SALT's "Black Atlantis" program is a selection of sea-related resistance and cultural formation stories including video pieces by The Otolith Group, Sophie Mallett, Halil Altındere and Agnieszka Polska as well as a film by Jean Painleve.
Speculating on the present-day and future, the program will begin with an experimental lecture-performance by Ayesha Hameed on April 6.
Writer, artist and lecturer at Goldsmiths University in London, Ayesha Hameed explores the themes of contemporary borders, migration and visual cultures of the Black Atlantic, a distinct culture, shaped by slavery and the slave trade all along the Atlantic rim countries. The fifth part of her lecture-performance "Black Atlantis, Retrograde Futurism" (2018) is an audio-visual essay on a six-meter "ghost boat," carrying the desiccated bodies of 11 young men, which were found adrift off the Barbadian coast on April 29, 2006. It set sail on Christmas day from Cape Verde en route to the Canary Islands and was full of migrants from Senegal, Guinea Bissau, and Gambia.
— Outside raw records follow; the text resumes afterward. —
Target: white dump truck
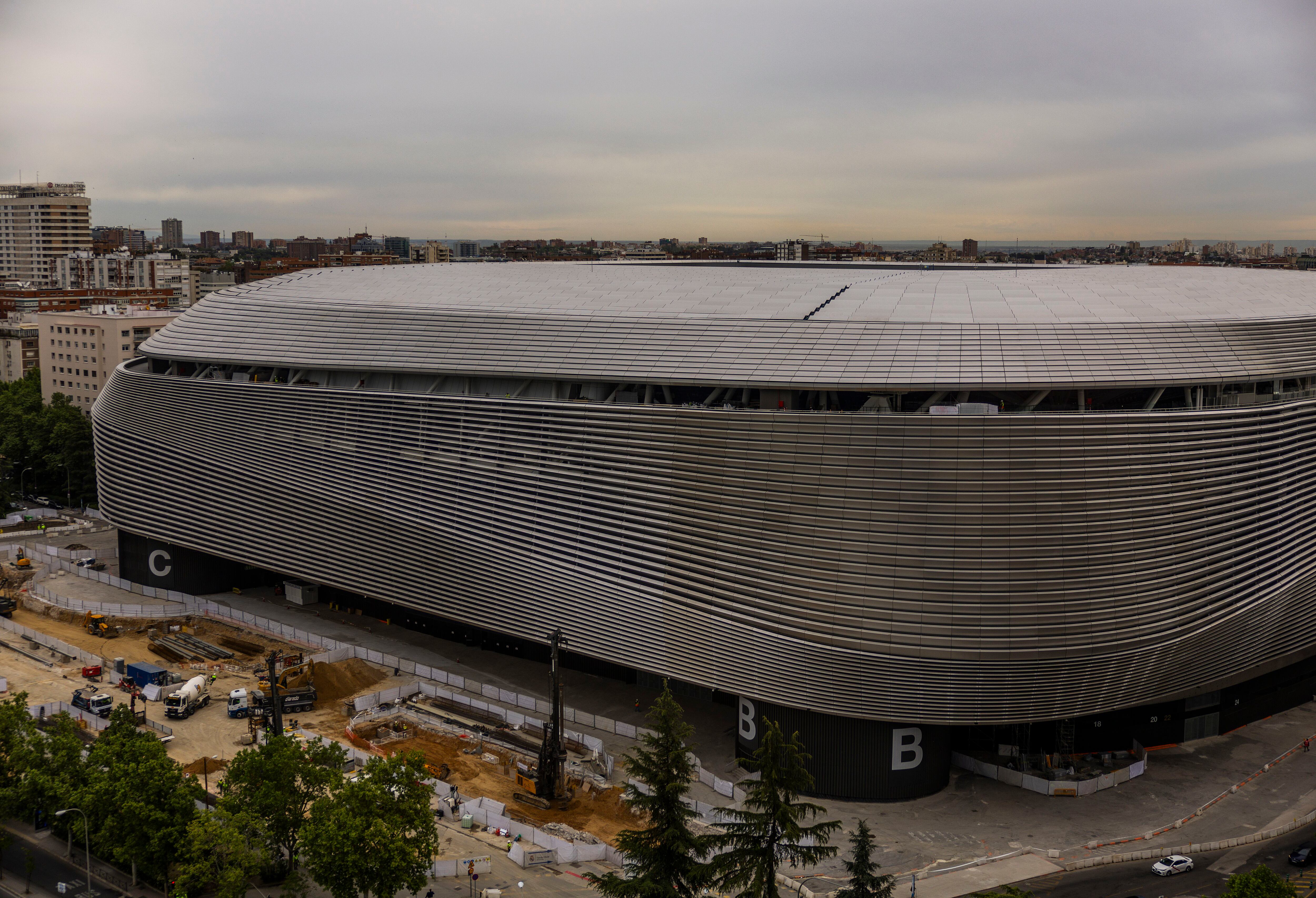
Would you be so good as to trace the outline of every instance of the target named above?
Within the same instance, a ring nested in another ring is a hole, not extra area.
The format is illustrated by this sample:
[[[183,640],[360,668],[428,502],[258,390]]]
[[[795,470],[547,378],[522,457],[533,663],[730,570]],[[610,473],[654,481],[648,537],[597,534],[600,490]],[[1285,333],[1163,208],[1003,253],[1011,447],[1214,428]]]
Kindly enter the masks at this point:
[[[190,718],[209,703],[211,689],[205,677],[192,677],[176,693],[164,697],[164,716]]]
Each of these men had paid $1,166 for their place on the boat.
Presenting an inadequate telling of the story, Hameed's lecture-performance, hovering between film and the essay form, questions the adequacy of measuring history.
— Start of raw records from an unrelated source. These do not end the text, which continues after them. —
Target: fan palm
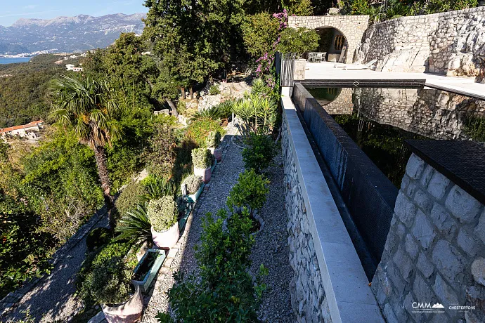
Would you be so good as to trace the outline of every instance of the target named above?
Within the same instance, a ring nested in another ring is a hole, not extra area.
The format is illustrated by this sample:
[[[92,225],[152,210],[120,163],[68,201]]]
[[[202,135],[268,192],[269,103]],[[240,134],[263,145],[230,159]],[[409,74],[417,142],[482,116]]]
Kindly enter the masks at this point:
[[[113,199],[110,195],[111,182],[106,166],[105,147],[121,135],[110,120],[118,112],[118,105],[113,100],[111,90],[105,82],[91,76],[62,75],[53,79],[49,90],[53,97],[50,118],[72,126],[79,141],[94,152],[98,175],[105,202],[110,215],[110,226],[114,228],[111,216]]]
Founded in 2002 in London by Anjalika Sagar and Kodwo Eshun, the Otolith Group's "Hydra Decapita" (2010) centers on the work of Detroit-based techno music duo Drexciya. Influenced by Afro-futurist theories, their 1997 album "The Quest" revealed that Drexciya was a submerged underwater country that was populated by the unborn children of pregnant women who were thrown overboard during the middle passage of slave ships across the Atlantic. Focusing on the 1871 Zong Case in "Hydra Decapita," The Otolith Group used this imagined world as a point of departure to explore notions of globalization, capitalism and climate change, with particular attention to the relationships between finance, death, abstraction and language.
Our Gelatinous Past
Artist and filmmaker working in London, Sophie Mallett speculates the future of oceans if jellyfish populations were to continue to grow due to increasing seawater temperatures and overfishing in this 2018 work. Recalling the prehistoric days when jellyfish ruled oceanic life, the docufiction film investigates the resistant and opportunistic inheritors of the seas and the strategies they adopted to become the protagonists of a new era in geopolitics.
Acera or the Witches' Dance
Specialized in underwater fauna, photographer and filmmaker Jean Painleve (1902-1989) shot 1978 "Acera ou Le bal des sorcieres" [Acera or the Witches' Dance] film along the coast of Brittany in France. Combining scientific research with avant-garde art, the work presents the balletic choreography of acera, small ball-shaped mollusks that are about two inches in diameter. The camera elegantly captures the mollusks' mating dance as they flit to the dramatic melodies of the composer Pierre Jansen.
Artist Halil Altındere's "Siren" (2016) opens with a monologue by trans activist Belgin Çelik, as she recounts her days at traveling funfairs in Anatolia where she performed in a mermaid costume. Inspired by her story, the work turns into a tense underwater chase movie with action sequences borrowed from B-movies.
Ask the SIren
Working with computer-generated media, artist Agnieszka Polska's work dated in 2017 posits the figure of a mermaid as a symbol for the Polish identity crisis. With the aquatic creature being the emblem of the capital city of Warsaw, the artist merges myth, history and politics to question the annihilation of Slavic paganism in the 10th century and the Christianization of Poland.
Taking place in the Walk-in Cinema at SALT Beyoğlu, Black Atlantis is free of charge.